The proposal comes as the US healthcare industry is under growing pressure to reform, highlighted by the new venture from Amazon, Berkshire Hathaway, and JPMorgan Chase to provide medical care “free from profit-making incentives and constraints.” Berkshire chairman and Columbia Business School alumnus Warren Buffet ‘51 has described the US healthcare system as “a tapeworm of American economic competitiveness” because of spiraling costs.
Van Nieuwerburgh thinks he has a partial solution. The reasoning goes like this: About two-thirds of Americans own life insurance, which offer an average death benefit of $241,000, be it from MetLife or Northwestern Mutual or another provider. The longer a policyholder lives, the cheaper that policy is for the provider, because a dollar in the future is worth less than a dollar today.
Thanks to recent breakthroughs in immunotherapy treatment — described as a “paradigm shift” in the war on cancer — life insurance companies are benefitting by nearly $7 billion per year because of the prolonged lifespans of policyholders, according to the professors’ research. That windfall is enough to essentially make immunotherapy free for everyone.
Consider a person who purchases life insurance at age 30 and is diagnosed with stage-4 melanoma at age 40. The person’s chance of survival rises to 50 percent with state-of-the-art immunotherapy. While costly — on the order of $159,000 for stage-4 melanoma — the insurer could cover basic healthcare’s $20,000 copay and still see a financial gain, even for life insurance policies as low as $46,000.
When looking at all 17 cancer treatment sites in the US offering immunotherapies approved by the Food and Drug Administration, the professors calculated the total cost of immunotherapies for consumers with life insurance at $10.1 billion, including an aggregate copay of $4.1 billion. The life insurers could cover all copays and still reap a financial benefit, as well as a significant reputational boost among consumers.
Van Nieuwerburgh has begun pitching the idea to some of the world’s leading life insurance companies. The French life insurer AXA already offers a life insurance product in Asia that pays out the death benefit when there is a cancer diagnosis, helping patients fund the cost of care.

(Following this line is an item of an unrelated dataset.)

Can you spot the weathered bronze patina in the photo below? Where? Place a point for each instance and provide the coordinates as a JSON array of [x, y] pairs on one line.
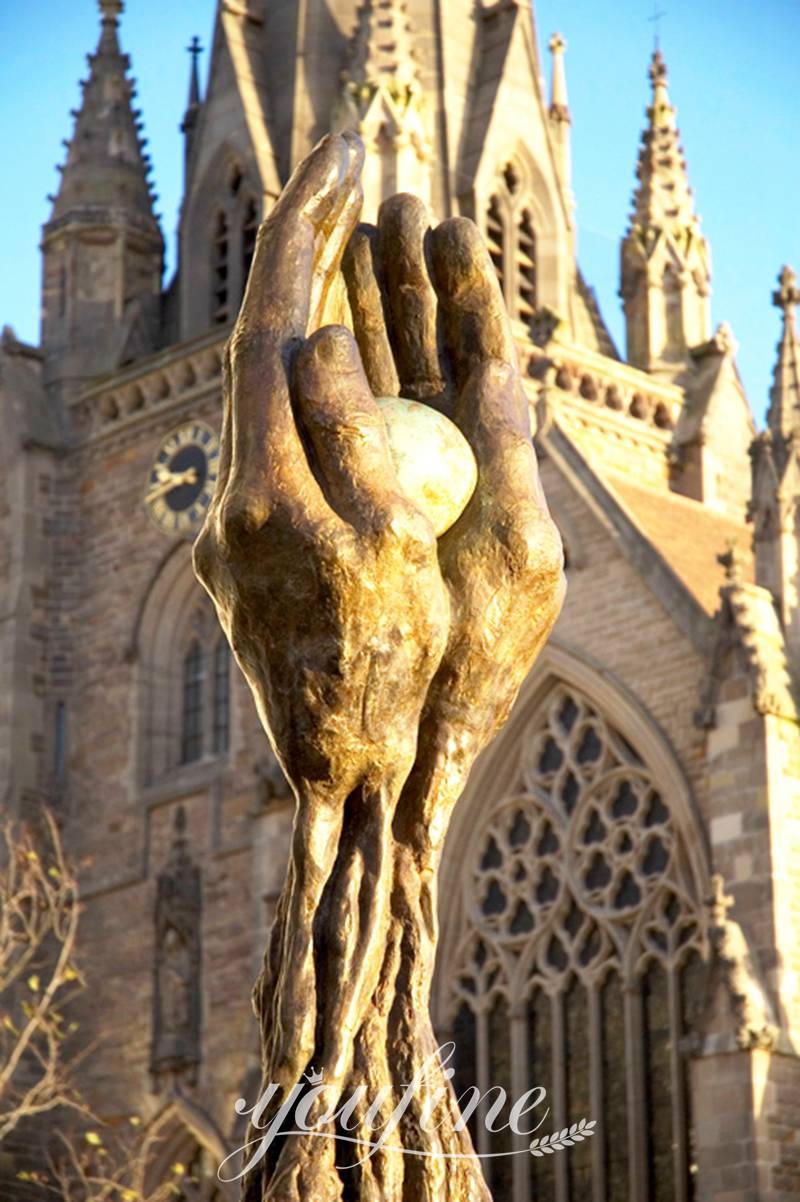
[[381, 659]]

“We’ve spoken to several people in the industry and they love the idea,” Van Nieuwerburgh says. “It has all kinds of positive effects — if a lot of people bought this life insurance policy, then maybe health insurance would also get cheaper, and then drug companies could sell more immunotherapies, and then invest more in the R&D process.”
Because immunotherapy is so new, the life insurance industry has only begun to understand the ripple effects of immunotherapy drugs. Also called checkpoint inhibitors, immunotherapies have helped wipe out diseases such as lung cancer, which is the leading cause of cancer death globally.
Van Nieuwerburgh and Koijen are now working on a follow-up research paper looking at who should pay for such medical innovations — the life insurer, the health insurer, the pharmaceutical provider, the patient, or the government. By highlighting who financially benefits from medical breakthroughs and offering a schema for expanding medical benefits, Van Nieuwerburgh said he hopes to combat inequality in America’s high-cost medical sector.
“It’s an industry that’s ripe for disruption,” Van Nieuwerburgh says.